03/10/2021

Les centrales nucléaires sont-elles trop vulnérables face au dérèglement climatique?

LA VÉRIFICATION
- La hausse des températures et la baisse de débit des cours d'eau menacent leur sécurité et leur productivité, assurent les pourfendeurs de l'atome.

LA QUESTION. L'énergie nucléaire, qui permet de produire de l'électricité peu carbonée, est considérée par ses défenseurs comme un levier indispensable pour atteindre la neutralité carbone d'ici à la moitié du siècle et limiter ainsi l'impact du réchauffement climatique. Mais son exploitation est-elle elle-même adaptée au dérèglement déjà en cours ? Lors de l'émission «C ce soir» sur France5, Mathilde Panot, députée LFI du Val-de-Marne, a assuré le 28 septembre que ce n'était pas le cas, notamment parce qu'il faut refroidir les réacteurs nucléaires et «qu'on sait par exemple que le Rhône va voir son débit baisser de 40%. Et que chaque été on ferme des réacteurs parce qu'on doit les refroidir.»

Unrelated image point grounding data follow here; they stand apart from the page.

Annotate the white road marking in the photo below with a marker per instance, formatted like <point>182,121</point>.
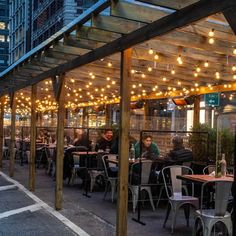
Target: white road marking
<point>32,208</point>
<point>45,206</point>
<point>2,188</point>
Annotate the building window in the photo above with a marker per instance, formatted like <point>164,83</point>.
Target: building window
<point>2,25</point>
<point>2,38</point>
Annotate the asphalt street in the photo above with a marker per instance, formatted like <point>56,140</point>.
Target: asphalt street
<point>22,213</point>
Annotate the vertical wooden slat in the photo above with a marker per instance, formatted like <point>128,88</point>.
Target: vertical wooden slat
<point>125,89</point>
<point>60,142</point>
<point>32,139</point>
<point>146,115</point>
<point>85,117</point>
<point>108,115</point>
<point>1,129</point>
<point>196,112</point>
<point>13,135</point>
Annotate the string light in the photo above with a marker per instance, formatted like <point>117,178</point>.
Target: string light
<point>198,69</point>
<point>211,41</point>
<point>150,51</point>
<point>156,57</point>
<point>179,60</point>
<point>211,33</point>
<point>206,64</point>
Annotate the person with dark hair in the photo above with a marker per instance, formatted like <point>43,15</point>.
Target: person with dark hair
<point>106,141</point>
<point>179,153</point>
<point>149,148</point>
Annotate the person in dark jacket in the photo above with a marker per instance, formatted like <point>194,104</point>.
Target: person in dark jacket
<point>106,141</point>
<point>149,148</point>
<point>179,153</point>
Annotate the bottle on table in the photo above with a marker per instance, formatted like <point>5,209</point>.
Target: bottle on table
<point>223,165</point>
<point>107,149</point>
<point>65,141</point>
<point>132,152</point>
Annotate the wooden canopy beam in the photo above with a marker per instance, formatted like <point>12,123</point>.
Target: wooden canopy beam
<point>229,14</point>
<point>172,4</point>
<point>115,24</point>
<point>129,11</point>
<point>162,26</point>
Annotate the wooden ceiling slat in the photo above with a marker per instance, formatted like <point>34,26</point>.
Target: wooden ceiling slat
<point>98,35</point>
<point>230,17</point>
<point>115,24</point>
<point>129,11</point>
<point>172,4</point>
<point>88,45</point>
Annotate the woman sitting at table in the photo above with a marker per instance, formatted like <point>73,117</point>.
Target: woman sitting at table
<point>149,148</point>
<point>179,153</point>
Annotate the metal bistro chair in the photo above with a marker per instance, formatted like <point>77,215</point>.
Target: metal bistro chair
<point>209,169</point>
<point>174,188</point>
<point>209,217</point>
<point>134,188</point>
<point>110,181</point>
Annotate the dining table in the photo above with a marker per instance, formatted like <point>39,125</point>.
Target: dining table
<point>204,178</point>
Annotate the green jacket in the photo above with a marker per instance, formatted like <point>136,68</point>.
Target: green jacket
<point>152,151</point>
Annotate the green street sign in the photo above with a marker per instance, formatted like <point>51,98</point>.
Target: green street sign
<point>212,99</point>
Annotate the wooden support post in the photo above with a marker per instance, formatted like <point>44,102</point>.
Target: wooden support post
<point>1,129</point>
<point>108,115</point>
<point>60,98</point>
<point>146,115</point>
<point>125,89</point>
<point>85,117</point>
<point>13,135</point>
<point>32,139</point>
<point>196,112</point>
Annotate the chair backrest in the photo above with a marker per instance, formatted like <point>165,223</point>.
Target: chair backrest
<point>209,169</point>
<point>145,170</point>
<point>170,174</point>
<point>222,192</point>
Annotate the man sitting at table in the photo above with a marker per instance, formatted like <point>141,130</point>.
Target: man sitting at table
<point>149,148</point>
<point>179,153</point>
<point>106,141</point>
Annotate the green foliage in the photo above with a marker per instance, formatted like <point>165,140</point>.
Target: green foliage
<point>198,143</point>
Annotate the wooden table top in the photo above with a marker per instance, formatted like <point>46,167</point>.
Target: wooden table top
<point>84,153</point>
<point>204,178</point>
<point>131,161</point>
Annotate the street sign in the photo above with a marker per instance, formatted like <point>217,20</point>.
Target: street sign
<point>212,99</point>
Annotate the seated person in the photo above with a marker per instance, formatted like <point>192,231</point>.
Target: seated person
<point>179,153</point>
<point>149,148</point>
<point>81,139</point>
<point>106,141</point>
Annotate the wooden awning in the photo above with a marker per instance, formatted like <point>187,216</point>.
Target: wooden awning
<point>173,31</point>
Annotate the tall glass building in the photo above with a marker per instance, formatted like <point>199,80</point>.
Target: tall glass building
<point>4,39</point>
<point>34,21</point>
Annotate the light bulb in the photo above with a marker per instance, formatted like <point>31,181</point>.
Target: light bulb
<point>211,40</point>
<point>156,57</point>
<point>211,33</point>
<point>206,64</point>
<point>150,51</point>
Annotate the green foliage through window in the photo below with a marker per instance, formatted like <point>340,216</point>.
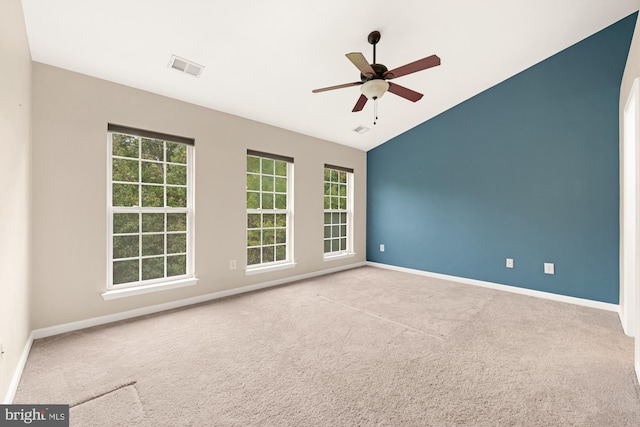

La question de la vulnérabilité des centrales face au réchauffement climatique revient régulièrement dans le débat: on sait que ce dernier provoque une hausse globale de la température de l'air et de l'eau, qu'il induit un risque accru de multiplication des événements extrêmes comme les tempêtes et les sécheresses. En outre, le projet Explore2070 chargé d'évaluer son impact sur la ressource en eau à l'échéance 2070 en France conclut qu'il faut s'attendre à «une diminution significative globale des débits moyens annuels à l'échelle du territoire (…) de l'ordre de 10% à 40% selon les simulations». Les centrales dépendant de l'eau de refroidissement pour assurer leur sécurité, sont-elles donc menacées par le réchauffement climatique?

VÉRIFIONS. L'énergie nucléaire, qui fournit environ 10% de l'électricité mondiale, nécessite l'accès à de grands volumes d'eau pour refroidir les réacteurs, d'où leur localisation en bord de mer ou le long d'un cours d'eau. Les 56 réacteurs fonctionnant en France peuvent être classés en trois catégories selon leur localisation et leur mode de refroidissement, indique Olivier Dubois, directeur adjoint de l'expertise de sûreté à l'IRSN (Institut de radioprotection et de sûreté nucléaire).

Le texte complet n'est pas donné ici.